ECLI:NL:CRVB:2016:1576
Centrale Raad van Beroep
- Hoger beroep
- R.E. Bakker
- P. Vrolijk
- H.A.A.G. Vermeulen
- Rechtspraak.nl
Weigering van WIA-uitkering op basis van medische en arbeidskundige beoordeling
In deze zaak heeft de Centrale Raad van Beroep op 29 april 2016 uitspraak gedaan in het hoger beroep van appellante tegen de beslissing van het Uitvoeringsinstituut werknemersverzekeringen (Uwv) om haar WIA-uitkering te weigeren. Appellante, die als algemeen medewerkster werkte, had zich op 11 april 2011 ziek gemeld vanwege lichamelijke en psychische klachten. Na een aanvraag voor een WIA-uitkering heeft de verzekeringsarts, psychiater H. Kondakçi, een expertise uitgevoerd en geconcludeerd dat appellante lijdt aan een aanpassingsstoornis met een gemengde stoornis van emoties en gedrag. De verzekeringsarts stelde beperkingen vast, maar oordeelde dat appellante per 8 april 2013 in staat was om haar maatgevende arbeid te verrichten. Het Uwv heeft vervolgens vastgesteld dat appellante geen recht had op een WIA-uitkering.
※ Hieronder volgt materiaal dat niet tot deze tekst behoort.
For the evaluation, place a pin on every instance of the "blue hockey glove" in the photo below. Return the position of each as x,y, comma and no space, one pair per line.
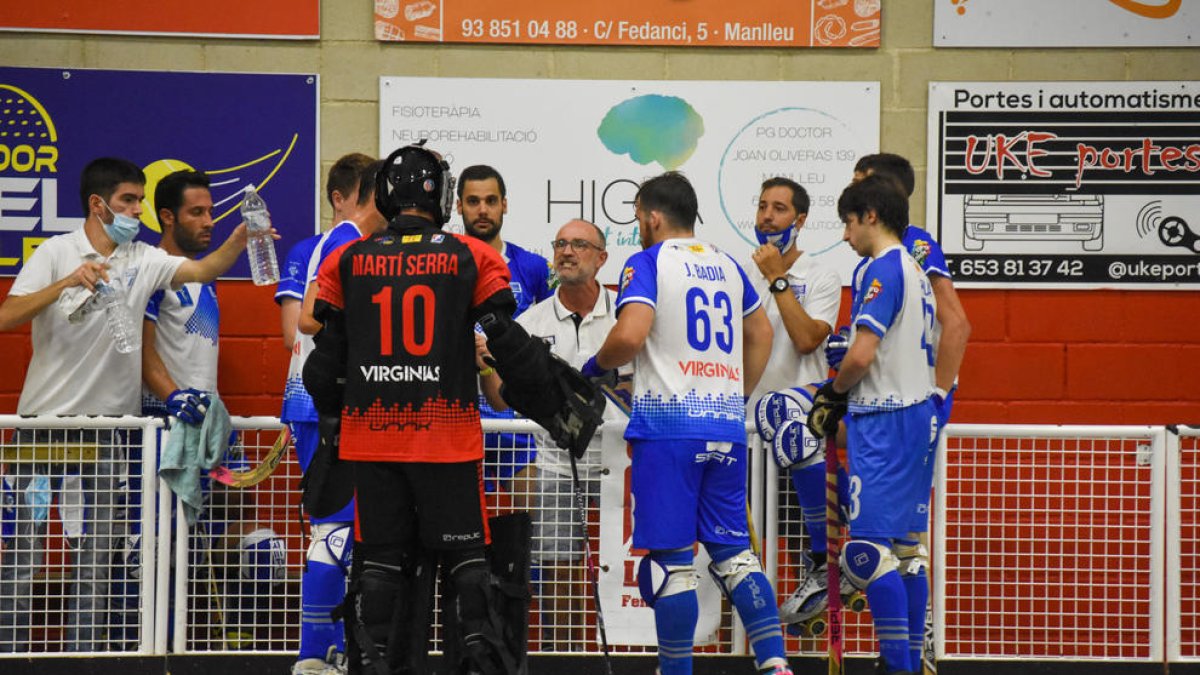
837,345
189,405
Appellante heeft in bezwaar en beroep betwist dat haar beperkingen slechts mild zijn en heeft een rapport van psychiater M. Kazemier ingebracht, waarin een majore depressieve stoornis werd vastgesteld. De rechtbank heeft het beroep van appellante ongegrond verklaard, waarbij werd overwogen dat het medisch onderzoek zorgvuldig was uitgevoerd en dat de verzekeringsarts rekening had gehouden met relevante informatie van behandelende artsen.
In hoger beroep heeft de Raad de eerdere gronden van appellante gehandhaafd, maar oordeelde dat de rechtbank terecht de medische grondslag van het bestreden besluit heeft onderschreven. De Raad concludeerde dat de beoordeling van het Uwv zorgvuldig was en dat er geen aanleiding was voor een onafhankelijk deskundigenonderzoek. De uitspraak van de rechtbank werd bevestigd, en er werd geen proceskostenveroordeling opgelegd.